Pertama, Undang-Undang Nomor 27 Tahun 2022 tentang pelindungan data pribadi. Pasal 67 melarang setiap orang membuka data pribadi, menyebarkan, dan menggunakannya tanpa izin pemiliknya. Ribuan orang yang melaporkan KTP mereka dicatut untuk mendukung Dharma-Kun menjadi fakta tak terbantahkan pelanggaran pasal ini.
Kedua, Undang-Undang Nomor 1 Tahun 2024 tentang informasi dan transaksi elektronik. Pasal 27 dan 28 UU ITE melarang transmisi serta distribusi dokumen elektronik dengan tujuan menguntungkan diri sendiri. Dharma-Kun jelas melanggar pasal ini karena ada keuntungan pribadi yang mereka dapatkan dengan mencatut KTP dukungan warga Jakarta. Dharma-Kun terindikasi melanggar pasal pencurian KTP.
Ketiga, Kitab Undang-Undang Hukum Pidana (KUHP). Pemilik KTP yang dicatut oleh Dharma-Kun bisa memakai Pasal 433 tentang pencemaran nama akibat identitas pribadi mereka dicatut untuk mendukung Dharma-Kun, padahal tak pernah dengan sadar memberi dukungan.
Pelanggaran setiap pasal undang-undang tersebut punya ancaman berat.

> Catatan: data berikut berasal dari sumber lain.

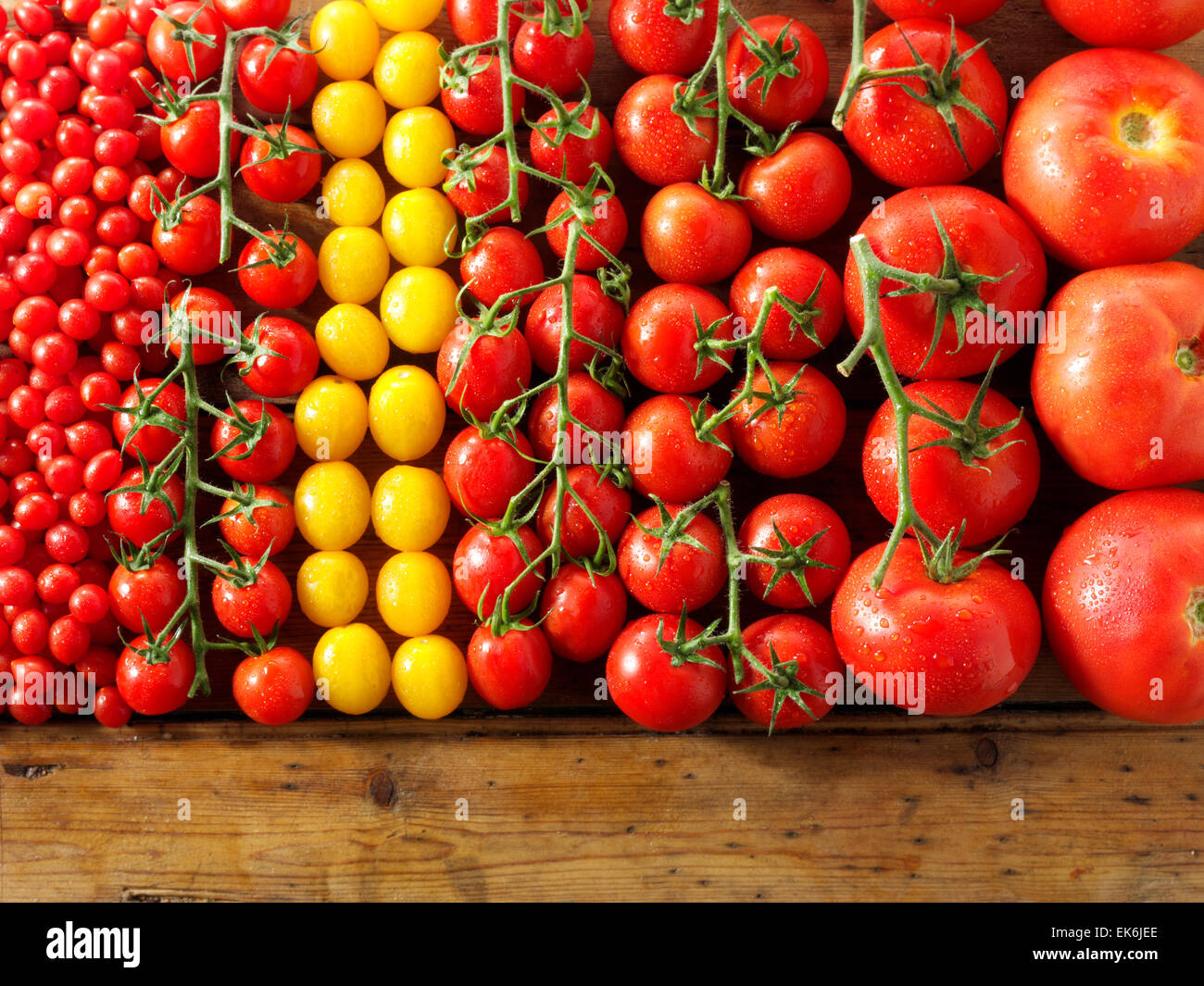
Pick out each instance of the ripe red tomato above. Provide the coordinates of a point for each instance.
(275, 79)
(596, 316)
(485, 565)
(281, 180)
(268, 528)
(1128, 23)
(260, 607)
(1106, 157)
(784, 638)
(973, 641)
(484, 474)
(797, 519)
(689, 576)
(687, 235)
(509, 670)
(988, 239)
(904, 141)
(660, 335)
(1121, 395)
(796, 275)
(494, 371)
(799, 192)
(654, 141)
(991, 495)
(1123, 605)
(156, 689)
(582, 613)
(651, 41)
(667, 459)
(156, 593)
(193, 245)
(789, 99)
(798, 438)
(275, 688)
(171, 56)
(651, 690)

Hukumannya minimal 5 tahun penjara. Maka seharusnya bukan hanya KPU Provinsi DKI Jakarta yang membatalkan pencalonan mereka, polisi juga cukup punya alasan memeriksa keduanya karena pencurian identitas ini. Namun Dharma adalah komisaris jenderal polisi yang terakhir menjabat Wakil Kepala Badan Siber dan Sandi Negara. Biasanya polisi enggan menindak anggotanya sendiri.
Apalagi kemunculan Dharma Pongrekun menguatkan dugaan calon boneka partai penguasa dalam pemilihan kepala daerah Jakarta. Koalisi Indonesia Maju (KIM)—kumpulan partai pelayan Presiden Joko Widodo dan pendukung Prabowo Subianto—berhasrat menyapu dukungan partai untuk mengusung mantan Gubernur Jawa Barat dan politikus Partai Golkar, Ridwan Kamil.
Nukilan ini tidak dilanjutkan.